I voted for McCain more than once, admired his fathers, bought his book (since thrown away), defended him countless times on Althouse, etc. But he betrayed us. He’s dead to me now, so he may as well be dead.

XRay said...

He always played the odds. Did pretty well and should have no regrets, considering.

Joe Biden, America's Putin said...

Exactly what 4 said.

Leland said...

I have little good to say about McCain. He deserves credit and not ridicule for his military service. And he did go to Vietnam, despite his father's career, which a few cannot say.

That said, he betrayed many with his political grandstanding. He ruined the career of his VP running mate, who brought him support at a time when few were already tiring of his antics. Note, she did a great job of completely devastating her career later but back to McCain. McCain's personal and greatest legislative accomplishment was writing an unconstitutional piece of legislation. His most recent accomplishment was protecting another piece of legislation, that his one act is the only reason it was deemed constitutional. For all the crap, Robert's had a point about fixing things in Congress and not SCOTUS, but too bad Robert's isn't really principled about it, but back to McCain.

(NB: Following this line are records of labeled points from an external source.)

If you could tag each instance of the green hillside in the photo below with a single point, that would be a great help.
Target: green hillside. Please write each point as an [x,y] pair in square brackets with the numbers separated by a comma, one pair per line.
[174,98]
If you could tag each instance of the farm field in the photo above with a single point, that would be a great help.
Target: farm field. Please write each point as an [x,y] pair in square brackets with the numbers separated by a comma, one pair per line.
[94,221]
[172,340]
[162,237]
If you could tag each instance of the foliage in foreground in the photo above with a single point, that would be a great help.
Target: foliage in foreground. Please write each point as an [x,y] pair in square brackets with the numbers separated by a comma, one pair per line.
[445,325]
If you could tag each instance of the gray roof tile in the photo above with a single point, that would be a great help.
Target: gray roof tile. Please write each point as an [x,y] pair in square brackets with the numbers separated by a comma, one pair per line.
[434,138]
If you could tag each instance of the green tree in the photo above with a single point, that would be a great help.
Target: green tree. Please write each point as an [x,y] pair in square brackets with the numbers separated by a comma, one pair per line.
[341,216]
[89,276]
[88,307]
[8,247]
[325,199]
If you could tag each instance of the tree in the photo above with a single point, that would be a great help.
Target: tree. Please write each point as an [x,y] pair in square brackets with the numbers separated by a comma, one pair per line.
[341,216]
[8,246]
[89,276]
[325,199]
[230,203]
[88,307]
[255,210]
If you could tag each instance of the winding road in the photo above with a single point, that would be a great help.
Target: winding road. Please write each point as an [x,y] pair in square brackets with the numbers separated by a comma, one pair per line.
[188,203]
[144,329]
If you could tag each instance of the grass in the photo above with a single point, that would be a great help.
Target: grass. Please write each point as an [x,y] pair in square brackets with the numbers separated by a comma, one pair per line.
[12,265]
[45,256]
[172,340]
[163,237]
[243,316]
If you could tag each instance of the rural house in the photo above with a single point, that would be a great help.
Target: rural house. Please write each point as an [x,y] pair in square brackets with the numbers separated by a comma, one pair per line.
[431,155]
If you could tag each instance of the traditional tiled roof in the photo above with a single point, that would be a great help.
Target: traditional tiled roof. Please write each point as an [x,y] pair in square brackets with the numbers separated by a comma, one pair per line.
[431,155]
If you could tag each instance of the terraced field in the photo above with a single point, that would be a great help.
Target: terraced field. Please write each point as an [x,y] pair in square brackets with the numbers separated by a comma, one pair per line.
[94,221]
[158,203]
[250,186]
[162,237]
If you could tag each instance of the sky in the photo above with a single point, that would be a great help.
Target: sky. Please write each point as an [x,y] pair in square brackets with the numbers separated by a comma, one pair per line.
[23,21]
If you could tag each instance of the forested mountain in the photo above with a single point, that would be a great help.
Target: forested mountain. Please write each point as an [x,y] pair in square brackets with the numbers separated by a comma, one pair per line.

Like Evi, I don't wish cancer, even on people for whom I disagree. I can think of worse things, but cancer is most akin to being told of a future execution. It may be by natural causes, but you know the days are numbered, and it is painful to the last. Accepting pain killers is just a humane way of making others feel better that you are no longer hurting while you really suffer for a few more days. So please, don't count me in with those glad to see him go in this way. I rather he just retired early and spent time with his family.

Leland said...

Well, that didn't take long. He's left the building.